Ну вот, как чувствовал — протока кончилась! Сужалась, сужалась и вылилась в аппендикс, который затерялся, пропал среди кочек. Странно, что об этом ничего не говорится в «легенде». А впрочем, ничего странного, ведь карту мой приятель делал не сегодня. Несколько лет назад делал, а за это время всякое могло случиться. Такое, например, как жаркое лето семьдесят второго года, когда пересыхали не то что протоки — реки. Но карта составлялась после, это я знаю точно, и тогда протока была. А теперь нет. Да, положеньице! Надо либо искать сгинувший неизвестно куда ручеек — вдруг где-нибудь да вынырнет, либо разведать пеший путь на Великое. Судя по карте, до него не так уж и далеко. Во всяком случае меньше, чем от Денисовки до Светлого, и, если опять придется тащить байдарку на горбу, это не составит больших трудов. Но лучше, конечно, найти протоку.

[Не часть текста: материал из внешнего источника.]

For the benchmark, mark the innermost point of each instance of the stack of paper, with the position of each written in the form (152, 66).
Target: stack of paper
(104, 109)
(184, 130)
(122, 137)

Кончался второй час поисков — протоки не было, зато неожиданно я вышел на участок, где когда-то горел лес. Вышел — и остановился, пораженный. Целый лесной квартал был выжжен, как напалмом, как атомным взрывом. Черные, обугленные деревья стояли, как скелеты, и не виделось ни конца ни края омертвевшим рядам. И было что-то еще, что сразу подействовало на меня, но чего я не понял в первую минуту, — тишина. Не та утренняя, живая, что царила на Светлом, а мертвая, абсолютная. Где-то дул ветер, шелестел листвой, но здесь ее не было. Здесь, словно в вакууме, отсутствовало всякое движение — неизменчивосгь форм приобретала здесь зловещий смысл.
Только что пронеслась гроза — внезапная, скоротечная. Туча уходила на север, на землю возвращался свет. Великое дымилось.
Оно и впрямь было великим — простор дымящейся воды пролегал почти до горизонта. Но постепенно этот странный грозовой дым развеялся, и передо мной, как град Китеж, возник остров с рядами крыш. И только тут я вспомнил, что на озере и в самом деле есть остров, на котором стоит деревня. В ней-то я и надеялся пожить несколько дней.
Я пошел вдоль берега и вдруг увидел торчащий из кустов нос лодки-плоскодонки. Рыболов? Или охотник, загнанный грозой в укрытие? Те и другие не очень-то любят, когда к ним суются посторонние, но я все-таки подошел.
В плоскодонке сидел старик, и я сразу определил, что он не рыболов и не охотник: в лодке не было ни снастей, ни ружья, а лежал большой пук ивовых прутьев — видно, старик приезжал сюда, чтобы нарезать их для каких-то надобностей.